Costi pesanti e soprattutto rigidi; ricavi inariditi talvolta non più realmente ricercati sul mercato; troppi debiti e pochi capitali; azionisti non industriali per strategie lente, incerte o addirittura sbagliate: aree critiche più o meno accentuate a seconda dei gruppi, ma alla fine non circoscrivibili a singoli casi aziendali.
Da tempo ilsussidiario.netsegnala il procedere di una crisi sistemica nel settore editoriale nazionale. E non è certo un caso che assieme alla raffica di conti preoccupanti, la Fieg abbia disdetto in questi giorni il contratto nazionale di lavoro giornalistico. Un atto simbolico, senza effetti reali prevedibili, ha commentato la Fnsi, il sindacato unitario dei giornalisti: un atto tattico alla vigilia delle trattative per il rinnovo del contratto. È probabile, ma intanto è accaduto.

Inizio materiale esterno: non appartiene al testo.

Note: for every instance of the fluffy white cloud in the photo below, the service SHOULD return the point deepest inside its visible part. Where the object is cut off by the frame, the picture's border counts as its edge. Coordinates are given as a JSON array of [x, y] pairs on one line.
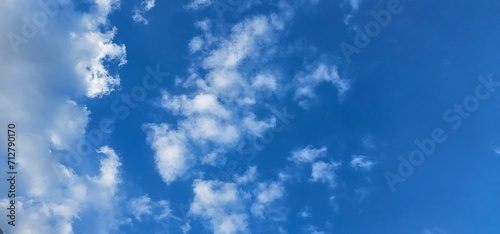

Il sovraccarico di baby-boomers nelle redazioni è certamente un problema, anche se non l’unico e forse neppure il più grave. Gli over 40 presentano un mix di costo inerziale e di produttività (soprattutto qualitativa, nel digitale) ormai incompatibile con ogni business model affermatosi nella millennial media industry. Il passaggio elementare alla distribuzione digitale (giornale tradizionale su tablet e smartphone o tv tradizionale su digitale terrestre) ha illuso i giornalisti di poter continuare a produrre come prima la loro informazione, agli stessi livelli di costo: e invece basta calcolare quale sia l’incasso reale odierno della stessa copia di un quotidiano o quello pubblicitario della stesso programma tv per venire drammaticamente smentiti. E gli stessi giornalisti sono spesso i primi a cogliere – ma privatamente – le nuova logiche dell’editoria digitale: quelle che premiano in termini di contatti (e quindi di incassi pubblicitari dalla Grande G) un contenuto postato gratuitamente in rete, meglio se su un social media.
Ma gli editori si sono illusi più dei giornalisti di poter gestire imprese editoriali sul mercato con un approccio non imprenditoriale: senza investirci, senza innovare, senza dare autonomia a management professionale, senza accettare fusioni e acquisizioni dettate dal mercato. La crisi finanziaria e la recessione (certamente più prolungate in Italia) hanno solo accelerato e reso più difficile una resa dei conti che – altre volte sul sussidiario – abbiamo paragonato a quella del settore bancario alla fine degli anni 80.
Allora le banche italiane erano non-imprese (per larga parte controllate dallo Stato), piccole, poco capitalizzate, cariche di personale molto oneroso, gestite con criteri para-burocratici, estranei alla ricerca di un profitto sostenibile nella competizione di prodotto. UniCredit, prima banca italiana, è tuttora considerata un caso da manuale di ciò che è accaduto in Europa da allora: nella crescita accelerata per fusioni e acquisizioni, in Italia e nella Ue; nella trasformazione organizzagtiva e tecnologica, nella ricerca di percorsi propri nell’asset management e nell’investment banking, anche se dall’esito non sempre riuscito. Eppure è un’avventura giù superata. E il futuro di UniCredit – anche se l’attuale top management continua a non convincersene – è in Fineco: una banca che all’inizio degli anni 90 non esisteva nemmeno ed è nata fuori dal perimetro UniCredit, per quanto innovativo.
Tra cinque anni – o anche fra due – dove pretendono di essere i gruppi editoriali italiani di oggi, cioè di ieri?